Inside the project it was already full for the day, and we are still a few months away from the peak severe drought time of the year. Even if you have seen this kind of thing before, it hits you
very hard. We accompanied a woman and her child through the registration and health assessment process. The project was full of women and their sick children. The silence was awful. Young
children are meant to make noise, but these children had no energy, were just about conscious and still, cradled by their mothers. The mother we were following through the registration process
looked quite scared. She would have been in her 30’s; we spoke to her quietly in French, translated to her own language Hausa.
She had borne 10 children so far, with just 3 of them still alive. She’d travelled around 50 kilometres to the feeding station. Her child was 13 months old and weighed 3.5 kilos. The
child’s arms and legs were no more than sticks, and his face so shrunken. His belly was swollen in the way of starving children. These women are proud and independent, but in coming to our
project they have reached the end of their resources. I just couldn’t take photos, out of respect to the child and his mother.
The medical assessment took a few minutes; acute malnutrition, with pneumonia. Amazingly the doctors felt the child could be saved, and so he and his mother were admitted. The mother didn’t
react; she was just too exhausted to be able to do anything more.
At this point we felt we were witnessing some kind of miracle.
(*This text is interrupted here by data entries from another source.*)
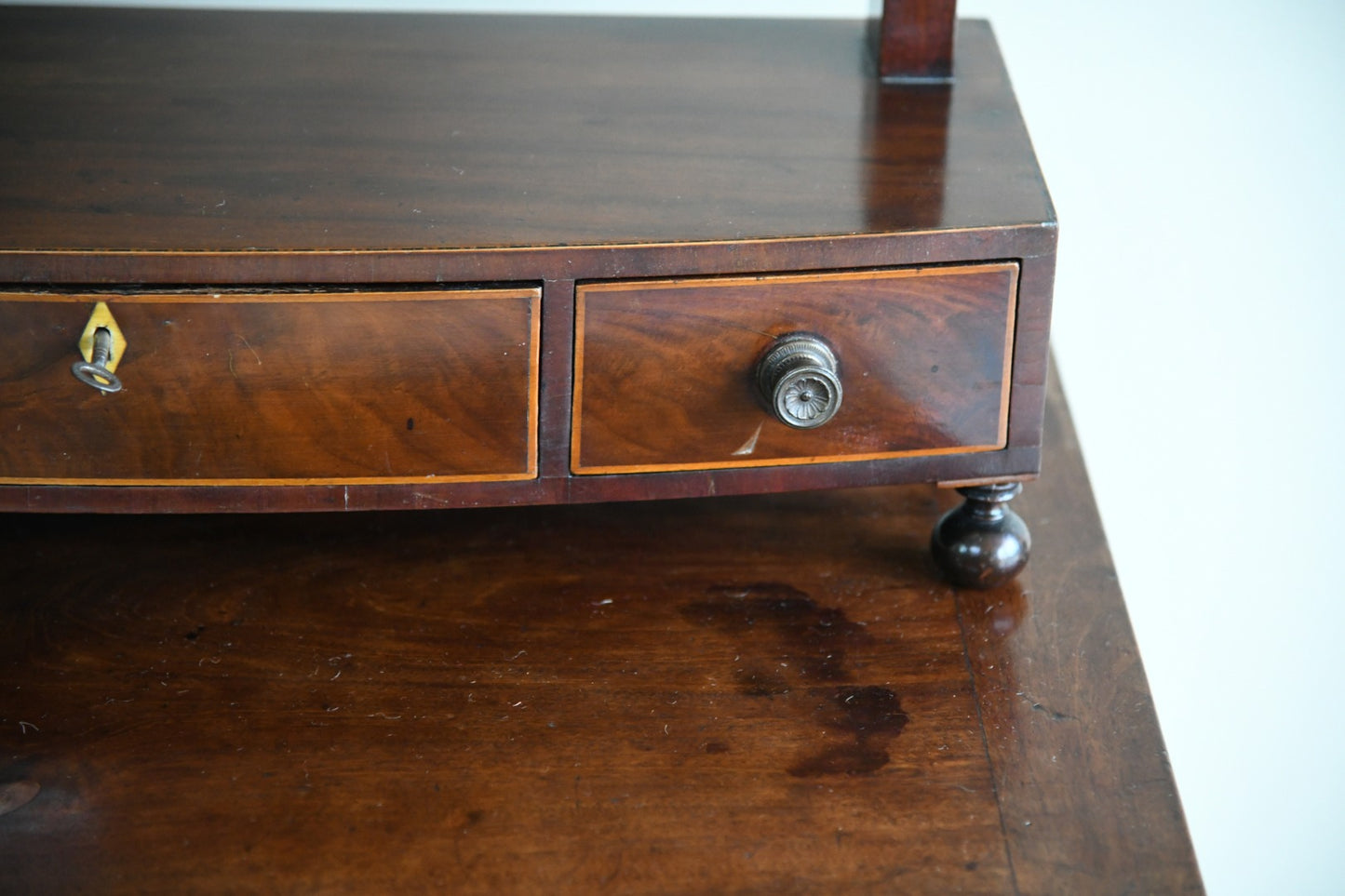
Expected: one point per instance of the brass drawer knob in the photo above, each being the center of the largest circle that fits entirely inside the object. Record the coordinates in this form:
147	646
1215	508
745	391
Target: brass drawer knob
94	371
798	380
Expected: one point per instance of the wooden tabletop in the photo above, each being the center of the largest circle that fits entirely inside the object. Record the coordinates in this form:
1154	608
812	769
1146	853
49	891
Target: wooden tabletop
226	130
748	694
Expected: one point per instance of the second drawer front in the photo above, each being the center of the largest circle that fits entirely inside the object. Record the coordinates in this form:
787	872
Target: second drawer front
275	389
665	370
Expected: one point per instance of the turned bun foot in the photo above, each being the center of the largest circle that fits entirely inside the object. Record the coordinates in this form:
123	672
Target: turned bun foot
982	542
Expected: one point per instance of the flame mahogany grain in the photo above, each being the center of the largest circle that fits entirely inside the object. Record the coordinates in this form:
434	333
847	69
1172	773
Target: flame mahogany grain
172	150
773	693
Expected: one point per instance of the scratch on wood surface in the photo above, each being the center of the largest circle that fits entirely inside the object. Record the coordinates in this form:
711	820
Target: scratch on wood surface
749	446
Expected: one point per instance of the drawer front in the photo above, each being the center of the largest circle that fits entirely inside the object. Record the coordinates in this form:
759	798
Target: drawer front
666	370
275	389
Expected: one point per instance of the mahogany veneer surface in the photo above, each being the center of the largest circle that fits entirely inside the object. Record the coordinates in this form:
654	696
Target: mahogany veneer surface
276	388
665	368
262	153
749	694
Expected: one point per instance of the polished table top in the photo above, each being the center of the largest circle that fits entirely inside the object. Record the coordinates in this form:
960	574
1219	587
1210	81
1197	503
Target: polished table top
744	694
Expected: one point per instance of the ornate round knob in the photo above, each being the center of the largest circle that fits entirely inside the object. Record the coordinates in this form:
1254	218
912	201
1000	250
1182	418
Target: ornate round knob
94	371
798	379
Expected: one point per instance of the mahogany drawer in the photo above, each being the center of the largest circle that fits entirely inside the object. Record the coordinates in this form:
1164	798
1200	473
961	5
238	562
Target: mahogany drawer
665	373
275	389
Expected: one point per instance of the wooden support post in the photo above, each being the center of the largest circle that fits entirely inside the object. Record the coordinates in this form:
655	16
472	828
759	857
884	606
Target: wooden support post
916	39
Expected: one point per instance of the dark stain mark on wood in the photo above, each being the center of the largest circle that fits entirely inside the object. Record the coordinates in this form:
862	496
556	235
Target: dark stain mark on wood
787	643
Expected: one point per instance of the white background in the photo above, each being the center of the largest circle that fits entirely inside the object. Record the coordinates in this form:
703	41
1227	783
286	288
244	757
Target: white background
1194	154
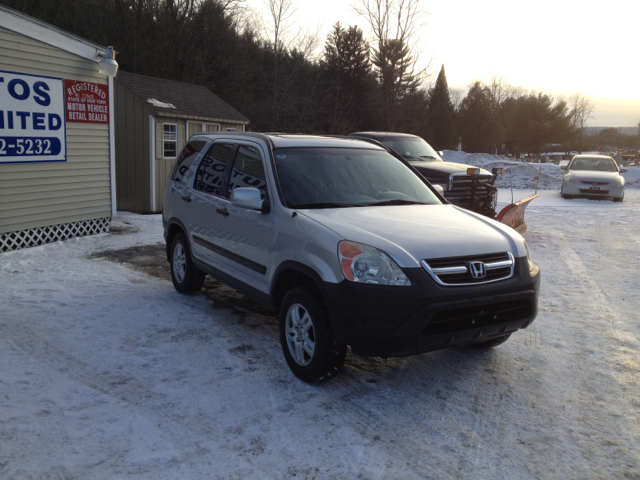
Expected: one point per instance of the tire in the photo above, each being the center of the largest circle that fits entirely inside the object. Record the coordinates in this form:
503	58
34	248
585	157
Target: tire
186	277
494	342
307	341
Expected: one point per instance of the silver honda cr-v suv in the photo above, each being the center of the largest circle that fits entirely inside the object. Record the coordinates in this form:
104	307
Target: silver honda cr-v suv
349	244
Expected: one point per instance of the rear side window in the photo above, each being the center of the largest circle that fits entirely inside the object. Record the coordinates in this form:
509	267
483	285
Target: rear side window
186	158
211	170
248	171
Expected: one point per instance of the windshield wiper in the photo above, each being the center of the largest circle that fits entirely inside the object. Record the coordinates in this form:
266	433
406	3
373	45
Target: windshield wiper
322	205
395	202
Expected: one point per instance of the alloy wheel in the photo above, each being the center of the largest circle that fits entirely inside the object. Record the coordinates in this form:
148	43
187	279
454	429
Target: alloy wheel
300	334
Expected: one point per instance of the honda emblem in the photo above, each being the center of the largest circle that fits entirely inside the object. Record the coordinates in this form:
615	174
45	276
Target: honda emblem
477	270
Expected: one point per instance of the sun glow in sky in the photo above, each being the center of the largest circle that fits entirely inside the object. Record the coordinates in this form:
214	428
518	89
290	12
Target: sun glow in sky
558	47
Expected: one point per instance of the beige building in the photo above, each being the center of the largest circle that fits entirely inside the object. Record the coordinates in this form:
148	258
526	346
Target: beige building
57	157
154	118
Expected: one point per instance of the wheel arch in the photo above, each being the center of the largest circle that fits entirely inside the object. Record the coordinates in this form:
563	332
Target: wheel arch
290	274
175	226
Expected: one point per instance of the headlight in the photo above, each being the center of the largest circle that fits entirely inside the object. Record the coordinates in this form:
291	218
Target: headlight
571	179
361	263
532	265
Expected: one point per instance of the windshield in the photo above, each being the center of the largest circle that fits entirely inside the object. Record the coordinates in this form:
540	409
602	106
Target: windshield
347	177
412	147
597	164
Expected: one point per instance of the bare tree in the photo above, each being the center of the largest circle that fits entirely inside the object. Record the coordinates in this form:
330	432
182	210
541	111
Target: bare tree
580	110
456	95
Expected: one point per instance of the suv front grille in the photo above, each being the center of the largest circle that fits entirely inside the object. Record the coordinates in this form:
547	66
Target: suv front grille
464	318
470	270
463	182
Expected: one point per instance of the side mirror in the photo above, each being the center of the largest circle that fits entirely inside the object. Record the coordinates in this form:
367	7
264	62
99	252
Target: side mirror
250	198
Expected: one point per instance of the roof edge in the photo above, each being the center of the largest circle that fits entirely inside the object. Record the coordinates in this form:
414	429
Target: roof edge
24	24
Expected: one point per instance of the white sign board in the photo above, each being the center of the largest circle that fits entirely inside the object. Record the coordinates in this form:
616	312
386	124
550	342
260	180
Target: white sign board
32	119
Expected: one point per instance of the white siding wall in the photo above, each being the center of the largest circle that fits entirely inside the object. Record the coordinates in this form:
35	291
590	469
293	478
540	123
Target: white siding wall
43	194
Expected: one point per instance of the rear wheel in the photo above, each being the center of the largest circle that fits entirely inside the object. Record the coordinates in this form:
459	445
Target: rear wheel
186	277
306	338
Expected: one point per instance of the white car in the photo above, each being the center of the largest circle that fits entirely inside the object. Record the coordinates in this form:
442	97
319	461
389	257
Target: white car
594	176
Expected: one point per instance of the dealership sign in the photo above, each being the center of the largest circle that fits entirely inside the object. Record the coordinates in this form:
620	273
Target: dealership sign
32	119
86	102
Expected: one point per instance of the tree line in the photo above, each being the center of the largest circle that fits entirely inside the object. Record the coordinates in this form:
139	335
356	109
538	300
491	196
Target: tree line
274	76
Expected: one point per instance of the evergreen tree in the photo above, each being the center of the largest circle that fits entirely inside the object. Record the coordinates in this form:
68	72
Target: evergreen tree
478	123
348	80
441	112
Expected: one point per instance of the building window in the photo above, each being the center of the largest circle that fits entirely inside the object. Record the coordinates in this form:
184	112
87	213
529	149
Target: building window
170	139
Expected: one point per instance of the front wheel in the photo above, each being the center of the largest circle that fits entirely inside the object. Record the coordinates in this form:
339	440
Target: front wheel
494	342
186	277
306	338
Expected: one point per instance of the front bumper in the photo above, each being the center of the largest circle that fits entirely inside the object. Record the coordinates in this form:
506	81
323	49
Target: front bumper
390	321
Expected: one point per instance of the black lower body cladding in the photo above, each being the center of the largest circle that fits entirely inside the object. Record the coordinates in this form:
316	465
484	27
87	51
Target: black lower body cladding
389	321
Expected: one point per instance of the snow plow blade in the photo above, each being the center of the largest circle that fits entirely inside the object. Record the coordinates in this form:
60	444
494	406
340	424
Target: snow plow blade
513	214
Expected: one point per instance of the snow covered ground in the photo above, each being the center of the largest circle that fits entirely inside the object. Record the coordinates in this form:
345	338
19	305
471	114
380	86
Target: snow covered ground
107	372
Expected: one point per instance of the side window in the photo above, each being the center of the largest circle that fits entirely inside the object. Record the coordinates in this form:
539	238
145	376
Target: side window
210	172
248	171
169	140
186	158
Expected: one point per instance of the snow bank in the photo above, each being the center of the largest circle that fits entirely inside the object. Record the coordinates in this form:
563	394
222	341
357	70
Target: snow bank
525	175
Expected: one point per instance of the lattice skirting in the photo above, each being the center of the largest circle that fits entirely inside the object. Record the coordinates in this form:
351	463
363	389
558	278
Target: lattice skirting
39	236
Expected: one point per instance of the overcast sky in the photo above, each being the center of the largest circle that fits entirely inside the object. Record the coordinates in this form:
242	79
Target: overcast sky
560	47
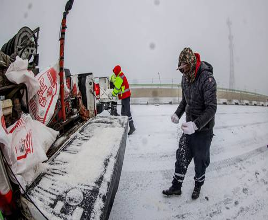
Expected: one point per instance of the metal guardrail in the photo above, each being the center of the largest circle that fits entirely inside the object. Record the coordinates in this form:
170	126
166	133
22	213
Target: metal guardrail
169	85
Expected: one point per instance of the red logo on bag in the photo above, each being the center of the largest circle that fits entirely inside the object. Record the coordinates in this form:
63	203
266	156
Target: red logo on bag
25	147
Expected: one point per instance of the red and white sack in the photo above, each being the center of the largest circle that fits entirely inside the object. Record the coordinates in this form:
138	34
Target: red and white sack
42	105
5	143
26	148
17	73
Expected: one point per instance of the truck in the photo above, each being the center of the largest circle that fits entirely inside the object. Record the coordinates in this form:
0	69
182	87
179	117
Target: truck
81	173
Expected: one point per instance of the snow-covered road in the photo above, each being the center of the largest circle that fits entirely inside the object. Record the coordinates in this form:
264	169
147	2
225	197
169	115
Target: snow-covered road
236	184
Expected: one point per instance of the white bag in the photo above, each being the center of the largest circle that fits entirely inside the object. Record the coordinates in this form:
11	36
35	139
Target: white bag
17	73
42	105
5	142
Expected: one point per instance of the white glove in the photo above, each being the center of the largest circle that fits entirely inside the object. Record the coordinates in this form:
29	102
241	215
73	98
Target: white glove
110	95
174	118
188	127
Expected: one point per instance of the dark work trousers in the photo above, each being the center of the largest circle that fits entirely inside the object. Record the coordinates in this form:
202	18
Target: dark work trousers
125	110
197	147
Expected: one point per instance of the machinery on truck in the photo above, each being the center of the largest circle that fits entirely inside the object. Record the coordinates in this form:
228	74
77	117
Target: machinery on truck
80	176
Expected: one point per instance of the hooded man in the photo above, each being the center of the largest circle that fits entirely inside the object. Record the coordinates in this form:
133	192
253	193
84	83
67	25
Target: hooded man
199	101
122	90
The centre has 4 phases for recovery, each lasting a couple of days. We moved on from admission – a 42 bed shed that had a
mother and baby on each bed. Most were also severely malnourished, and the silence hung in the air; the babies weren’t even crying. But, with high protein nutrition, antibiotics and a
sugar/water diet, they miraculously start to pull around. We are proud to have a recovery rate of around 97 in every 100 children admitted.
As they pass through the other 3 stages, incredibly for such a short stay, they put on weight and their nutrition levels stabilise. They will most likely be permanently stunted, and have a life
expectancy lower than the average of 43 years, but they will live. By the end of the process, they are conscious and - to a degree- lively. Their mothers are happy.
We entered the final stage of the process, and were greeted by whooping and clapping and mothers dancing in our honour. Still in shock at seeing such malnutrition, we were overwhelmed. The
mothers knew their children would live, at least for the next little while. We talked with them but even with a translator we had no words. The mothers had nothing to give us, apart from the wish
we would be blessed in this life, and receive our reward from Allah in the next. We left quietly, and without much conversation; it’s common to be emotional in this kind of situation, and
by keeping quiet you hold it back.
Back in the Land Cruiser I reflected that just to be a part of this is blessing enough.